The Cours Mirabeau is the primary street marking the city center of Aix, and it is lined with some of the most delicious and expensive restaurants to be found. Apparently Aix is the second most expensive city to live in out the of entire country. On that note, I would like to issue a formal apology to my bank account. I'm sorry. I'm so sorry. So anyhow, Hanna and I eventually settled upon a nice little restaurant on the Cours, and we proceeded to take in our first dose of french dining culture. We each ordered a croque-madame and une verre de vin rouge, being my first taste ever of the former and my first ever legal purchase of the latter, and we commenced people watching.

Almost every french person on the streets is wearing some, if not all black, which fits pretty well with the american idea of the French. They are also all dressed impeccably well at all times, all smoke, and are generally really good-looking people. Cue disdain and jealousy. You see hardly any berets here though.

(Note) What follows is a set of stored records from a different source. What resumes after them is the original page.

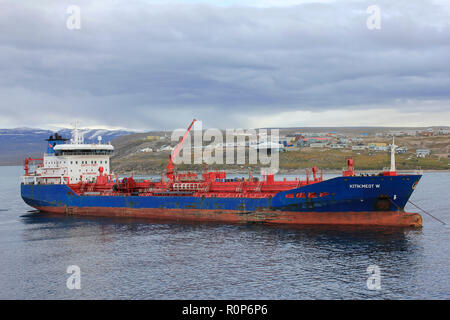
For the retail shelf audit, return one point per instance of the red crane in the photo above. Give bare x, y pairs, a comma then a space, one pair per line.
172, 157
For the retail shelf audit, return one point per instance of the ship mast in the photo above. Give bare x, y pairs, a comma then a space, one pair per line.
393, 146
172, 157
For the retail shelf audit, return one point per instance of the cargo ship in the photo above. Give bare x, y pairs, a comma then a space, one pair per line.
74, 178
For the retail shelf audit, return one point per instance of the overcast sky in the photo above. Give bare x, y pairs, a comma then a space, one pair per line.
154, 64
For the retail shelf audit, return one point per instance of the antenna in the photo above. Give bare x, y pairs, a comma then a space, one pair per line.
393, 146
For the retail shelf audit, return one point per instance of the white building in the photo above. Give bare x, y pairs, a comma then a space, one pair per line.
72, 162
422, 153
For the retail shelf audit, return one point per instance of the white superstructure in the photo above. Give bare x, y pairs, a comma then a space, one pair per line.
72, 162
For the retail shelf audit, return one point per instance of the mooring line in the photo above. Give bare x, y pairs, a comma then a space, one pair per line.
427, 212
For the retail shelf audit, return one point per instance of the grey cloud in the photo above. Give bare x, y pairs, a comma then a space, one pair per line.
138, 65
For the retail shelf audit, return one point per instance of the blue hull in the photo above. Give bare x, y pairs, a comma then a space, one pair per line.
341, 194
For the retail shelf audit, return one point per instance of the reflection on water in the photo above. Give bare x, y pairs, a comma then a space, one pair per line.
141, 259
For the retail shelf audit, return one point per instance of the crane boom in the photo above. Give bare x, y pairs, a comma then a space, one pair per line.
175, 152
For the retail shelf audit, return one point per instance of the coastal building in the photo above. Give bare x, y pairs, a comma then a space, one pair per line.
358, 148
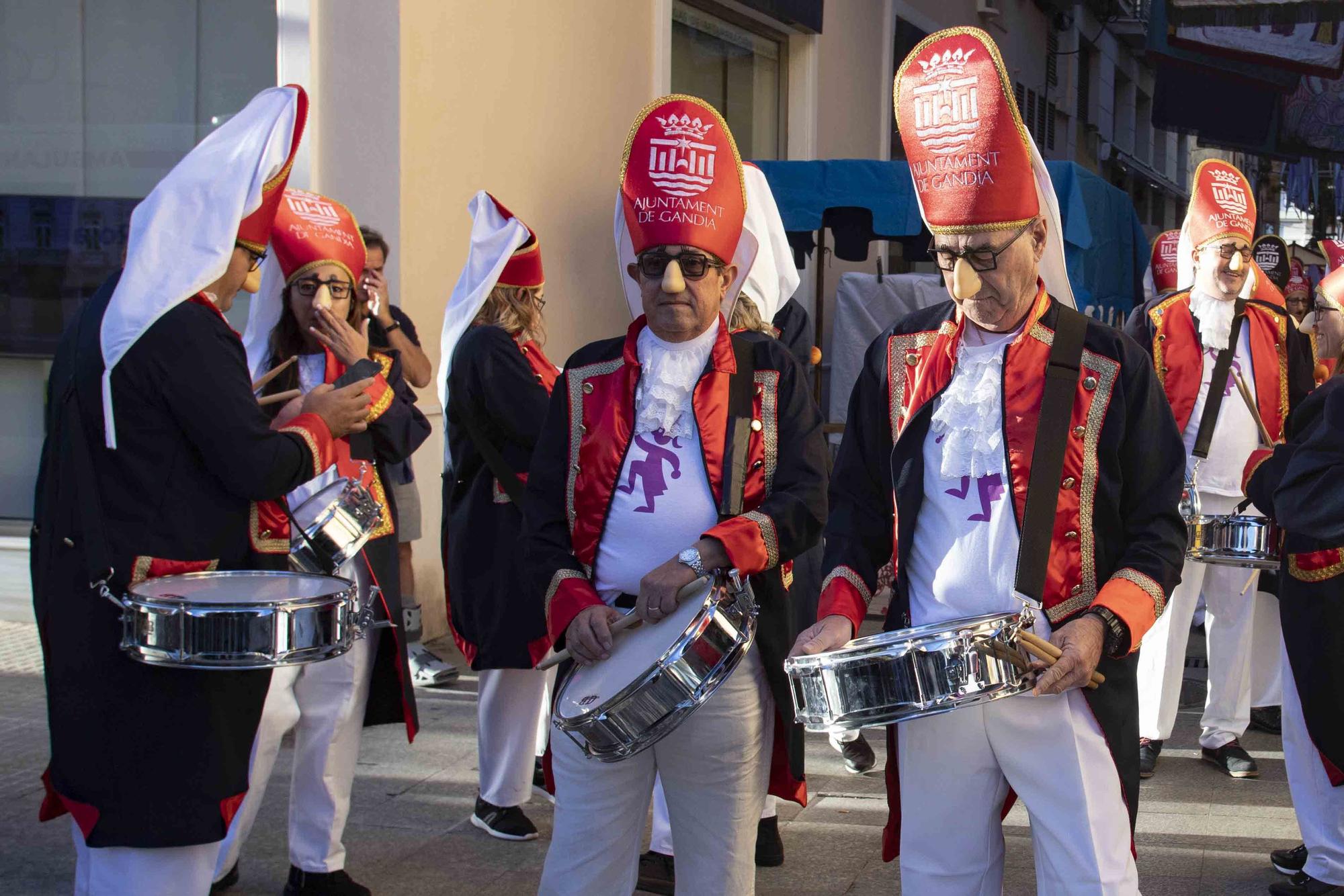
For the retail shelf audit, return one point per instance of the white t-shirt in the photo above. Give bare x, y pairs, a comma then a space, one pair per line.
1236, 435
964, 554
662, 506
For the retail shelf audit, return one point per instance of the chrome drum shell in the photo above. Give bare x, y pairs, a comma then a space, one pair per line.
673, 686
1248, 542
245, 620
909, 674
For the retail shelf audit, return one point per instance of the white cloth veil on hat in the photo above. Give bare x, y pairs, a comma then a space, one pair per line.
773, 279
182, 234
494, 241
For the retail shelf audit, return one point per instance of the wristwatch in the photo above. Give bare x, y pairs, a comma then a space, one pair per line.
1118, 633
691, 558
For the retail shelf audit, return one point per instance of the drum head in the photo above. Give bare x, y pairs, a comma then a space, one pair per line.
634, 655
244, 586
308, 512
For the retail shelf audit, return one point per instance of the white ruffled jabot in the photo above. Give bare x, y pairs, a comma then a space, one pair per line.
1216, 319
667, 384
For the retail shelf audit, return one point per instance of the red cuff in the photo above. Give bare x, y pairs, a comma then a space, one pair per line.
1136, 598
1253, 463
319, 440
571, 593
381, 394
845, 594
749, 541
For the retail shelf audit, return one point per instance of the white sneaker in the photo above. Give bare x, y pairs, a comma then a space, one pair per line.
428, 671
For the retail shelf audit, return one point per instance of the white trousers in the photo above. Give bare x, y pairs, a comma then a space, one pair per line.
661, 839
716, 766
956, 770
1267, 647
325, 705
1229, 624
511, 711
115, 871
1319, 807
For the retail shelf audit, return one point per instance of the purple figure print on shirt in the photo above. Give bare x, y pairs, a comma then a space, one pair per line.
989, 490
651, 468
1236, 369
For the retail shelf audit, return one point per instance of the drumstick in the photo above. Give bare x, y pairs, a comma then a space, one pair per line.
1042, 649
1251, 406
628, 621
279, 397
274, 373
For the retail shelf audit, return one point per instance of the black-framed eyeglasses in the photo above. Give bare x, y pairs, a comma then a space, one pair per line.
980, 259
1228, 251
694, 265
257, 257
339, 289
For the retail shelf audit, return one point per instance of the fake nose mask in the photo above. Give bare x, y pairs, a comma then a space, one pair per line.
673, 280
966, 281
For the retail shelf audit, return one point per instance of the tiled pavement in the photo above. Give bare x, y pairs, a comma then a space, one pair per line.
1200, 832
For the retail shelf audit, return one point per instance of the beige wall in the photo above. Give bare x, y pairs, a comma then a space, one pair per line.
533, 103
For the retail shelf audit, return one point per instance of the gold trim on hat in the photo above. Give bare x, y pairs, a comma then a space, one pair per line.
1006, 85
686, 97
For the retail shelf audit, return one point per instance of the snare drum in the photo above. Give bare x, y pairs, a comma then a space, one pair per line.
338, 522
1251, 542
909, 674
658, 675
247, 620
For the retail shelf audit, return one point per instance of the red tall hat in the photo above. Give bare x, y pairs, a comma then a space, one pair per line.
255, 230
314, 230
968, 150
682, 178
1334, 252
1165, 261
525, 265
1222, 205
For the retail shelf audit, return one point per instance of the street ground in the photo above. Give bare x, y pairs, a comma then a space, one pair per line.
1200, 832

Starting with my croque-madame that day and continuing through every meal that I have had since then, all french food is delicious This applies to €20 meals on the Cours, €3 crepes from a cart, and €1,50 sandwiches from the FAC (Faculté de Lettres at Aix-Marseille Université, my school). My sandwich on that first day was a great introduction to french dining, but the only problem was that we didn't know how to pay and leave.

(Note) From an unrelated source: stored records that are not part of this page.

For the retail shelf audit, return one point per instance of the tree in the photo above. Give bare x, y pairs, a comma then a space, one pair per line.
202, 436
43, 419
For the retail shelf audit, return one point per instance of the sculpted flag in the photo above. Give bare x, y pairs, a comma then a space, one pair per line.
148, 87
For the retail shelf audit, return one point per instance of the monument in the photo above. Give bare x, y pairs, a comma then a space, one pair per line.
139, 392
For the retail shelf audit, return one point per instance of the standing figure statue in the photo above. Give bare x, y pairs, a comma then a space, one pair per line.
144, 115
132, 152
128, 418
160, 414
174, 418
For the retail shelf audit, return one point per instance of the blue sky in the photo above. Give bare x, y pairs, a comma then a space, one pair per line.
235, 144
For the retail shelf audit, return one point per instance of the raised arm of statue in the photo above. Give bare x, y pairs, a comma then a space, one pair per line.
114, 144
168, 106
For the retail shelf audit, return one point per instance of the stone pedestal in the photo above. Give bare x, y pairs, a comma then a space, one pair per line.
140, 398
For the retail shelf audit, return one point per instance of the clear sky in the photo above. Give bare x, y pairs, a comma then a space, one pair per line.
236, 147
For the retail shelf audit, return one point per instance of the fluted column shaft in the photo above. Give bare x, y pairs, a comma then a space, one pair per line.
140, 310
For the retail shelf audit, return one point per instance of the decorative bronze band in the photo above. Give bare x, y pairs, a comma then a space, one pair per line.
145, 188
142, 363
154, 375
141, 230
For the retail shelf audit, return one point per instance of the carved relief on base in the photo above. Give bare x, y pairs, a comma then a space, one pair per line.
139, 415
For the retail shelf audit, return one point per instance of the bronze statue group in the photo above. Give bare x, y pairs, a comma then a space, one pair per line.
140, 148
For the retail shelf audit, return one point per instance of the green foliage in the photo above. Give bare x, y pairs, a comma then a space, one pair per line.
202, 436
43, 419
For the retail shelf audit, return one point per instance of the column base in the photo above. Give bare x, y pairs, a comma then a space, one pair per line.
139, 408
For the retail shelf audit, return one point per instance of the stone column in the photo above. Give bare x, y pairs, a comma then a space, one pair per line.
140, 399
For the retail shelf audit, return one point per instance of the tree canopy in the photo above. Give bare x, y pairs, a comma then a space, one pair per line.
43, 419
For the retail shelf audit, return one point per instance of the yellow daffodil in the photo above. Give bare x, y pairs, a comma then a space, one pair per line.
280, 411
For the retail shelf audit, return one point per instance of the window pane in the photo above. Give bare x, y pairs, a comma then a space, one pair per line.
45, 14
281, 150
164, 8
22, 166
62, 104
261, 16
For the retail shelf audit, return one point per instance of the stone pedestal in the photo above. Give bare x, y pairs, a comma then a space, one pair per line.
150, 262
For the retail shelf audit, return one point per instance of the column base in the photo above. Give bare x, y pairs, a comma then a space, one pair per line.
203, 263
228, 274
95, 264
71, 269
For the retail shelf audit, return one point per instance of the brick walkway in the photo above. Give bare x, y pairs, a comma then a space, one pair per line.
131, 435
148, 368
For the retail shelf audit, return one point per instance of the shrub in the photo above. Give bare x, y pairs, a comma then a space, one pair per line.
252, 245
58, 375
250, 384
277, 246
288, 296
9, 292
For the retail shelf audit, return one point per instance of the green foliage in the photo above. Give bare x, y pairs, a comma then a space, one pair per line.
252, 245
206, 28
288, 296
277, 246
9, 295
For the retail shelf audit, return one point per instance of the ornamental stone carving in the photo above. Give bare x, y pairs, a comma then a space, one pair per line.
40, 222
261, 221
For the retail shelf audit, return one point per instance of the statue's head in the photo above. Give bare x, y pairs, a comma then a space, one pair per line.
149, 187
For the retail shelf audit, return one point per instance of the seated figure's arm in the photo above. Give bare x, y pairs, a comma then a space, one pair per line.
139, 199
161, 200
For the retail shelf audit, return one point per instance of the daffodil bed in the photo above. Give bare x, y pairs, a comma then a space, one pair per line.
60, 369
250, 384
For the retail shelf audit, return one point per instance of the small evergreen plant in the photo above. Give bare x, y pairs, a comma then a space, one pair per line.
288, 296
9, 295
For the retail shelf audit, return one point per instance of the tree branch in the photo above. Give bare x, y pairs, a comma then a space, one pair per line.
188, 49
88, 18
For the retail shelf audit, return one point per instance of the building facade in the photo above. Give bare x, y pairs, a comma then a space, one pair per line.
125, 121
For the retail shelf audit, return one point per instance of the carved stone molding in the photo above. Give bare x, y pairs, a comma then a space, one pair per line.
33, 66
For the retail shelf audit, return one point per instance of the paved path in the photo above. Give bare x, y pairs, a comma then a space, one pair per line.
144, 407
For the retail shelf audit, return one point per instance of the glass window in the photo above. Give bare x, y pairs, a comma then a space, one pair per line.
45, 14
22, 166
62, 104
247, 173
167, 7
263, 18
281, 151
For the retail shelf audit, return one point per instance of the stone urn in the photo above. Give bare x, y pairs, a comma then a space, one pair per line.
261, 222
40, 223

Apparently, neither of us had ever learned the word for check (l'addition), and we were certainly not used to the culture of simply sitting and hanging out at the café for so long, so we began to grow a bit uncomfortable. In France, people are never rushed in the slightest to leave a restaurant, even when the waiter knows that they are done eating and ordering drinks or desserts, so they never bring the check out early unless it is asked for. Since Hanna and I didn't have dictionaries with us or wifi access to some sort of translator, we eventually broke down and asked in English for the check. Once we had paid, our next obvious destination was one that I had been dreaming of for a long time: the french book store.

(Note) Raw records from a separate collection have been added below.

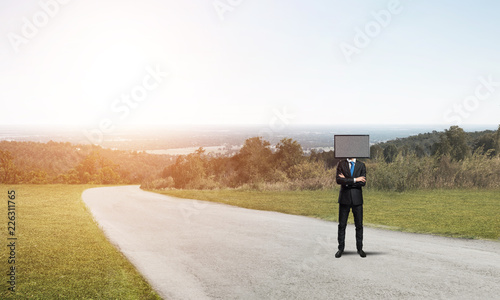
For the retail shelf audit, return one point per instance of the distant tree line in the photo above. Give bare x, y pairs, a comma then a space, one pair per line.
449, 160
40, 163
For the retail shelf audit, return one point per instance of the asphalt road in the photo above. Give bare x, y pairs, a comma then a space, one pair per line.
191, 249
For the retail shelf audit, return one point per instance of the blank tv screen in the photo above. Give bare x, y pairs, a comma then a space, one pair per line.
355, 146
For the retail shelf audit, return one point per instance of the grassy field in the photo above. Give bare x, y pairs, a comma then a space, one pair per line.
458, 213
60, 251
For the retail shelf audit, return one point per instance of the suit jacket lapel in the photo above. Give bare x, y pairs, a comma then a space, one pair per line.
356, 169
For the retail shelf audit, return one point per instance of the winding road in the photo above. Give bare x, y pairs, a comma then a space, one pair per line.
190, 249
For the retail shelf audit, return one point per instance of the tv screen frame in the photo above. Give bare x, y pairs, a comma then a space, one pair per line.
351, 145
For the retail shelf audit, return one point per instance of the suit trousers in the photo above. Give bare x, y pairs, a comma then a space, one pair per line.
357, 211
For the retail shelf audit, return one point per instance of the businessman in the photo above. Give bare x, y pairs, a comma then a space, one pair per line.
351, 175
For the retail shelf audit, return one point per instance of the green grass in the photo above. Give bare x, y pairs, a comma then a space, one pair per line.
61, 252
465, 213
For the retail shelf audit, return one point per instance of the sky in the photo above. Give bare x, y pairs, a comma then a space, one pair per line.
116, 63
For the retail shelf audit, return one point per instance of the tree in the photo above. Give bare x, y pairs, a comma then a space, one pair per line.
289, 153
420, 151
254, 160
8, 171
376, 152
497, 141
457, 139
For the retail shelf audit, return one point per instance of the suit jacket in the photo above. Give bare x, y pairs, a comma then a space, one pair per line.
350, 192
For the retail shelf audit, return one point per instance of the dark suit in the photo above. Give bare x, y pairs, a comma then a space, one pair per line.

As a classic lit lover, I have a great appreciation for the power of words how the author intended them to be, and as a French speaker, I have the ability and preference of reading classic french literature in its original text. It is very difficult to find french language writing in american book stores, so for years I have been dreaming of being able to wander through the passages of a french book store. This store was a dream come true. This part of town was built by the Romans, so the buildings are old and beautiful, and the downstairs area of the store had cavernous passages slightly reminiscent of Carlos Ruiz Zafon's cemetery of lost books. I wandered around in the store until my francophilic heart was satisfied, and I left with a healthy stack of books. It was great.